北斗七星 2009年2月9日付 Vol.1271

2009/02/09 15:38

週刊BCN 2009年02月09日vol.1271掲載

▼ウィキペディアによると、「ピンポンダッシュ」とは「他人の家屋の呼び鈴を鳴らして逃げる行為」を指すとある。その「ピンポンダッシュ」をした男子中学生が迷惑条例違反で書類送検された。好意を寄せる女子生徒宅に5回繰り返し、“お縄”になったという経緯。自治体では、ストーカー行為をする輩や空き巣が在宅確認に使う手段を規制するため条例で網を張る。今回の場合、大事件に至る前の「警鐘」と思われる。

▼男の子なら誰しも経験がある「ピンポンダッシュ」。“度胸試し”として上級生の指示で下校途中などに試したものだ。ところが、たまに家主に捕まる。そこで厳しい叱責を浴び、社会観を刻んだもの──とは擁護し過ぎだが、先の中学生をニュースとして報道することには異議ありだ。

▼文部科学大臣は最近、「心を育む5つの提案」なる道徳観を身につけさせる方針を発表した。このうちの一つに「読み書きそろばん・外遊び」とある。
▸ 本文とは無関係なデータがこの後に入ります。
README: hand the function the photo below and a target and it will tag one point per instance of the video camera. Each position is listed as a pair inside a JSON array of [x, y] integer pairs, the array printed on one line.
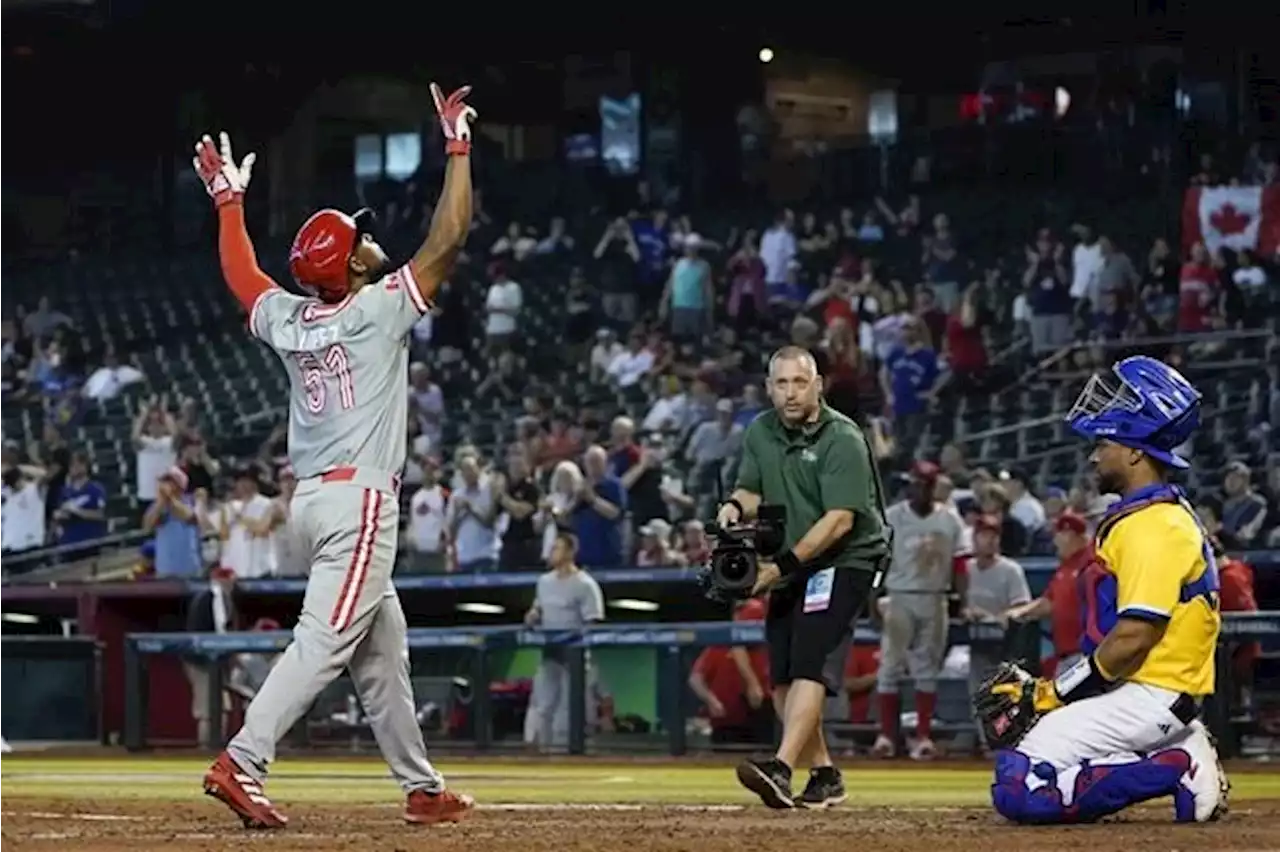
[[735, 562]]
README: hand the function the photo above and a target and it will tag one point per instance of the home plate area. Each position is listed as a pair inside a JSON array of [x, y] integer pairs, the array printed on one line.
[[109, 825]]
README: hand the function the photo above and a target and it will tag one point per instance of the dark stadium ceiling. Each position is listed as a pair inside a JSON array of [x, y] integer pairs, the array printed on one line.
[[912, 39]]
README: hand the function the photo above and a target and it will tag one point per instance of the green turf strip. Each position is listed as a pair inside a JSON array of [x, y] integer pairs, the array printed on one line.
[[368, 782]]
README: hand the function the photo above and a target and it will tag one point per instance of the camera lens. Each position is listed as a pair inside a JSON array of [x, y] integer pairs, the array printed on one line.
[[735, 567]]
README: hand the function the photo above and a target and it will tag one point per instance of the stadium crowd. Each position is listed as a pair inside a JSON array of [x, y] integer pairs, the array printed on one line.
[[906, 315]]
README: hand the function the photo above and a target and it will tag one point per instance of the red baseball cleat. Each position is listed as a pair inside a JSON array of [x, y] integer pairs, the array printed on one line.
[[429, 809], [241, 792]]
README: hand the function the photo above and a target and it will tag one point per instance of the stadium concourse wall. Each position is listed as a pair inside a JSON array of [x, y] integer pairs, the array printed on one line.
[[106, 613]]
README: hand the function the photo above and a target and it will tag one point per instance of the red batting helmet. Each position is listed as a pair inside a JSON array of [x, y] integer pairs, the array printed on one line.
[[320, 256]]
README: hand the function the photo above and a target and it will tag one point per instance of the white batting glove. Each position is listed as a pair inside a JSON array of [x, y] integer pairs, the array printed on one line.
[[223, 179]]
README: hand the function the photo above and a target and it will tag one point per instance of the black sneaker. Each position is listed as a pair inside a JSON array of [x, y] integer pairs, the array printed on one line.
[[769, 779], [826, 787]]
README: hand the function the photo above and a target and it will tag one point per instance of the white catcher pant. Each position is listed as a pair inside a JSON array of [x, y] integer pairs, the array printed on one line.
[[1119, 727]]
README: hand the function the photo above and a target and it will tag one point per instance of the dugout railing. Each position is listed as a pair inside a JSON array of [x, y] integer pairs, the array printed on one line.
[[673, 645]]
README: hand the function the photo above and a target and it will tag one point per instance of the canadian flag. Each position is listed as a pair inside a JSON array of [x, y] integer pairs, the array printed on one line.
[[1233, 218]]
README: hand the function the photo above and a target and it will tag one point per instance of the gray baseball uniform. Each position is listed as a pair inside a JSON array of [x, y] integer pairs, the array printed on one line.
[[914, 640], [348, 407], [993, 589], [566, 601]]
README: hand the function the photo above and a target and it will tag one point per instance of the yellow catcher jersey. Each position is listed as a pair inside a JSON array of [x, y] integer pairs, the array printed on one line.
[[1153, 563]]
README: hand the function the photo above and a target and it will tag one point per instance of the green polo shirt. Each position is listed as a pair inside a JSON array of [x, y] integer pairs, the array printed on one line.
[[822, 466]]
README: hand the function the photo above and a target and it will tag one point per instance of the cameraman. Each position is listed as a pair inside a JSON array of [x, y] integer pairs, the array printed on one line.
[[817, 463]]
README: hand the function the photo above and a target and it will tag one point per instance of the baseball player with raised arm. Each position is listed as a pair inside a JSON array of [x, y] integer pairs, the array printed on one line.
[[1120, 725], [346, 352]]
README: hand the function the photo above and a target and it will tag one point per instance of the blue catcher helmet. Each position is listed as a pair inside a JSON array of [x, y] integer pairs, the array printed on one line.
[[1143, 403]]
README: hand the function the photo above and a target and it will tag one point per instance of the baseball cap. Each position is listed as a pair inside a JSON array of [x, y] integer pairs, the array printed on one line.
[[924, 471], [177, 475], [1070, 522], [987, 522], [1237, 467], [657, 527]]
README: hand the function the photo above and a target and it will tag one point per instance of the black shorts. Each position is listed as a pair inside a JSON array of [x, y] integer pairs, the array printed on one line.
[[813, 646]]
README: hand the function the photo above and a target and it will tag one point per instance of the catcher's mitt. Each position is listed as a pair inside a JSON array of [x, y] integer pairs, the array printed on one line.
[[1005, 718]]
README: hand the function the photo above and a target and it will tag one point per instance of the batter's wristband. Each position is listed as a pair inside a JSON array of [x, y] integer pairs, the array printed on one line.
[[787, 563]]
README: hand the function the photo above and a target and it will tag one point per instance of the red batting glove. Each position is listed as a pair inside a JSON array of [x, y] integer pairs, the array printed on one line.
[[223, 179], [456, 118]]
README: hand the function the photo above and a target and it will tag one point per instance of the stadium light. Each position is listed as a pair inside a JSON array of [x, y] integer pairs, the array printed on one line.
[[476, 608], [634, 605]]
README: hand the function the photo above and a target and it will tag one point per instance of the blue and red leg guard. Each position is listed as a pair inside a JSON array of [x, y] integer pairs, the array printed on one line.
[[1098, 789]]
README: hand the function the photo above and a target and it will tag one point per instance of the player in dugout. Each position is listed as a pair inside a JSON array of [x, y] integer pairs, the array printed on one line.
[[732, 683], [817, 463]]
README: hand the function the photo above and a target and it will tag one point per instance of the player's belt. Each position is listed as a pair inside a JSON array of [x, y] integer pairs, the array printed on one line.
[[1185, 708], [365, 477]]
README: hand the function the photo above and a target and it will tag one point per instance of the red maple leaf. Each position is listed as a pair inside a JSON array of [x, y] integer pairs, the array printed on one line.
[[1228, 220]]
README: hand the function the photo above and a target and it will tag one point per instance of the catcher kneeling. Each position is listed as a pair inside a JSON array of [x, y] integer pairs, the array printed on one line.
[[1121, 725]]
前半は教科書で学ぶ学習で真剣ならば習得可能。後半は社会での経験でしか身につかない。



▼「昔は」というと若い人に顰蹙(ひんしゅく)を買うかもしれないが、鬼ごっこの最終形といわれる「刑ドロ」など、子供がつくり出した遊びが無数にあった。同じ名称でもルールは土地土地のガキ大将によって千差万別。子供たちのなかでルールをつくり、道徳観なるものを養う。産業が多角化するなかで、こうした子供の頃からの営みがなければビル・ゲイツのように世界に通用する人材は生まれない。